Ehud Lamm - Re: Natural Language Programming  blueArrow
4/10/2001; 5:05:24 AM (reads: 1414, responses: 0)
There was I time I was deeply interested in this sort of things. Using NLP is very common for the design of query languages, and at one time I was involved in this sort of thing. I tried to define an natural language version of our query and reporting language, but no one agreed to have it implemented...

These days I have a pretty low opinion of natrual languauge programming. My main problem isn't ambiguities (see the original link) - it is expressiveness. It is simply very inconvinient to describe algorithms in natural language. You can give a high level description, which may be useful, but when you want to be exact start having longer and longer sentences, which are quite a pain to read.

What the programming language community tries to do is to find better ways to express algorithms. It shouldn't be surprising that natrual languages aren't the best tool for the job: math notation is also much easier than describing equations etc. in English.
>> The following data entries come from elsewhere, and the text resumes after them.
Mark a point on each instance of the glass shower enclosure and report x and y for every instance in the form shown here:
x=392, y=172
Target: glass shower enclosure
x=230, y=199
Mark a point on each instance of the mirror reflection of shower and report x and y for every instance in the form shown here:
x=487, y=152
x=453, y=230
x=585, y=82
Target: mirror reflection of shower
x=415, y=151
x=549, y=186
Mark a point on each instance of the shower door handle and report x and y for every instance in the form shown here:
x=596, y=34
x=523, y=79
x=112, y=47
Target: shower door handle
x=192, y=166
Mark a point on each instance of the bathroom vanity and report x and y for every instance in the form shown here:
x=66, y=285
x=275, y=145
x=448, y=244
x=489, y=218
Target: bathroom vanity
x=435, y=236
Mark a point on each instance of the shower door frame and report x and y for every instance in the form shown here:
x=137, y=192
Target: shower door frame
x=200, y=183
Chris Rathman - Re: Natural Language Programming  blueArrow
4/11/2001; 12:44:34 AM (reads: 1423, responses: 0)
My main problem isn't ambiguities (see the original link) - it is expressiveness.
In my mind, the best language for such is a goal language - like Prolog. That way, the language doesn't have to be exact, unless more than one result achieves the goal.

On other words, natural language is inherently deficient in deriving algorithms, but it might be better in determing rules. Those rules may not result in the achievement of the desired result, but they do narrow the population of possible results.
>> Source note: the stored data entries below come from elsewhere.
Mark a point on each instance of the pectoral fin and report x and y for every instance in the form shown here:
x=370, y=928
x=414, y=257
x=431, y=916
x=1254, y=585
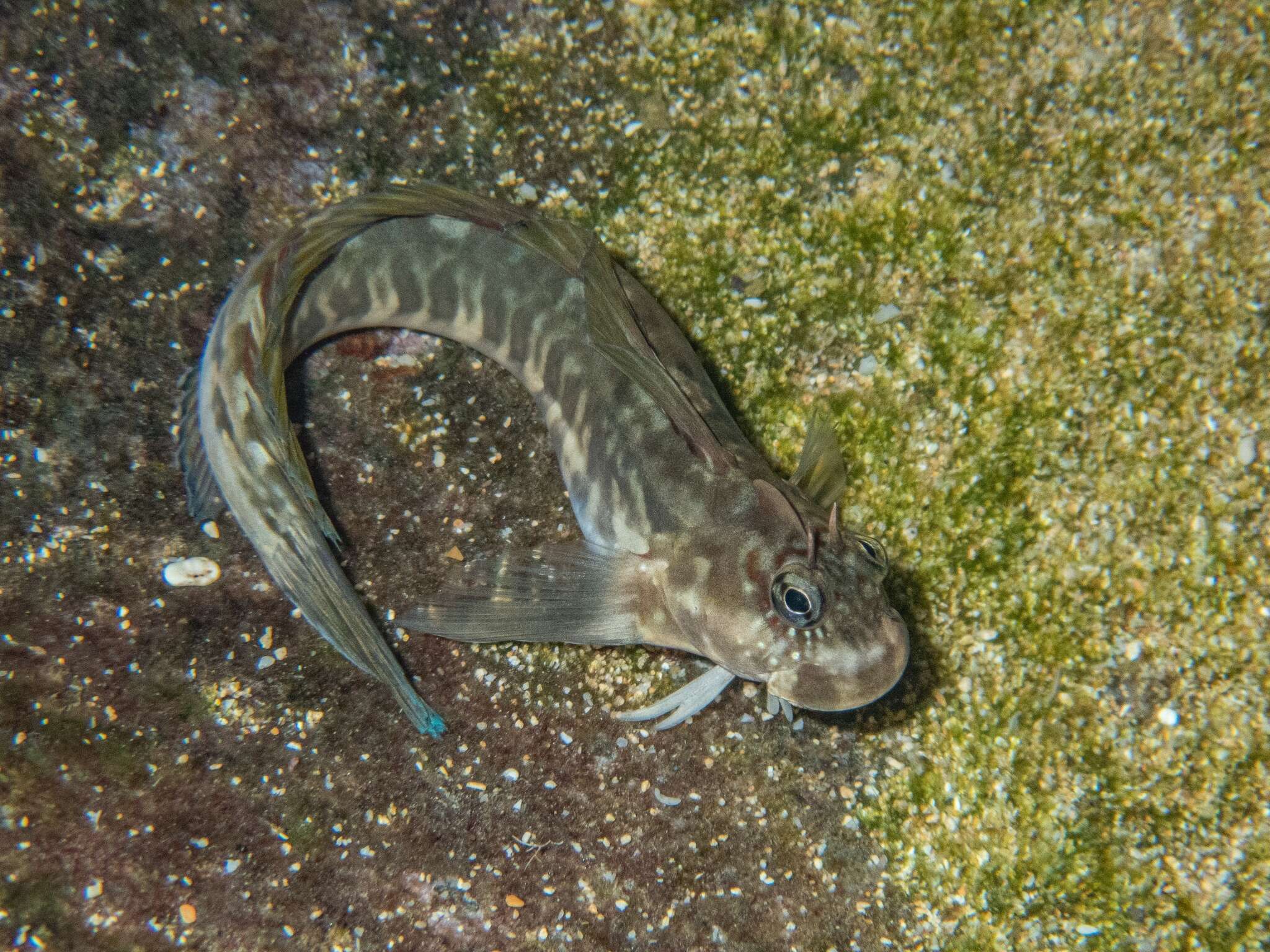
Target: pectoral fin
x=569, y=592
x=821, y=472
x=683, y=702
In the end, we have to determine whether an absolute result is determinable. Having worked with enuf non-techie people, I can fully appreciate their lack of understanding of computer algorithmic logic versus common sense.

Still, there are cases where reason fails (algorothims are not complete) and the program should represent some reasonable reduction of the possible truth values. Im that instance, there may ba multiple solutions, some of which may (or may not) be valid.